Desde pequeño descubrí el truco de la televisora y por eso aborrecí a su escuadra. Pero, aunque lo repudiaba no podía sustraerme de la maravilla de un jugador con el número 11, pequeño de talla y siete pulmones, llamado Cristóbal Ortega.
Falleció el que, fue, en su tiempo, el motor americanista el pasado 2 de enero y con él se va un segmento importante de la historia del balón mexicano.
Muchos de los chicos de aquel tiempo crecimos familiarizados con la figura del petizo moreno, de pelos enrulados que acarreaba la pelota desde el fondo hasta tres cuartos de cancha para distribuirla con sus compañeros. Tenía como acompañante a otro moreno, fácilmente confundible en forma y estilo, Juan Antonio Luna, que también hacía labor similar, pero las bandas.
Siempre estuvo en el América. Cristóbal era parte del paisaje de los Canarios que en 1981 luego se transformaron, con él a bordo, en las Águilas.
Ahora veo repeticiones en color sepia, distorsionadas por las grabaciones de VHS, reliquias de algunos partidos previos a la era digital, y percibo que el balón botaba más y las superficies de césped eran más irregulares.
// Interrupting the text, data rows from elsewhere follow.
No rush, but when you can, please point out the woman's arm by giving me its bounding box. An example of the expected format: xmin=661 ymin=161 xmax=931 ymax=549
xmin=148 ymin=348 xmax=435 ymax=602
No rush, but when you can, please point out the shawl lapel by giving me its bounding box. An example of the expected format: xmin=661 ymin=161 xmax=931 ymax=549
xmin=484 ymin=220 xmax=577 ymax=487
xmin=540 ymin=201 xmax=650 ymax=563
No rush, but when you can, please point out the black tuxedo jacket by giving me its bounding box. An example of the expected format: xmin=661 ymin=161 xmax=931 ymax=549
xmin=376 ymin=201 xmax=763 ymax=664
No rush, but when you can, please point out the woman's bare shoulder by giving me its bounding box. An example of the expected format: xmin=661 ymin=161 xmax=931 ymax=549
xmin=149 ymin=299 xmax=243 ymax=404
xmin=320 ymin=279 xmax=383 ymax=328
Vaya, hasta las líneas en algunas canchas estaban trazadas con cal y a mano. Por eso me asombraba la capacidad que tenía Cristóbal para dominar con pericia extrema una pelota de costuras de cáñamo y movimientos bravos.
Chilango de nacimiento, reconocido como el jugador con más actuaciones en un solo club, con 609 cotejos, es objeto de alabanzas y veneración por socios y rivales con los que departió césped. Año tras año por ahí andaba en el once inicial de los aguiluchos, su único equipo profesional como jugador, el inveterado Ortega Martínez, nacido en 1956, que primero empezó como delantero y luego fue colocado como contención por el entrenador Juan Antonio Roca, que lo debutó en 1974.
Fue, hasta su retiro en 1992, el máximo ganador de títulos de los emplumados con 14, junto a su capitán Alfredo Tena.
Nunca fue mediático. Daba escasas entrevistas, no se le veía atronador o polémico. Nunca fue escandaloso, por lo que algunos pueden considerar que llevaba una agenda pública aburrida. Hoy, en un tiempo de redes sociales y de concurso de belleza y popularidad en los deportes, un futbolista como él quizás hubiera sido poco rentable, pues no era de los que vendían tantas camisas, como otros de más brillo y exposición como Héctor Miguel Zelada, Daniel Brailovsky, Javier Aguirre. Era reservado en la victoria y estoico en la derrota, a diferencia de montones de profesionales de ahora, dispuestos a hacer de cada incidente del partido una historia para Instagram. Cristo era discreto en sus formas y en su juego. Se notaba por el subibaja interminable en los partidos. No se cansaba nunca.
Más allá de la aborrecible marca del América, lo recordaré como un jugador que le dio clase al balompié mexicano.
Nunca olvidaré aquellos gritos desaforados del gran maestro de la crónica futbolera, Ángel Fernández, que declaraba en las transmisiones: “¡Colón descubrió a América, pero América descubrió a Cristóbal!”.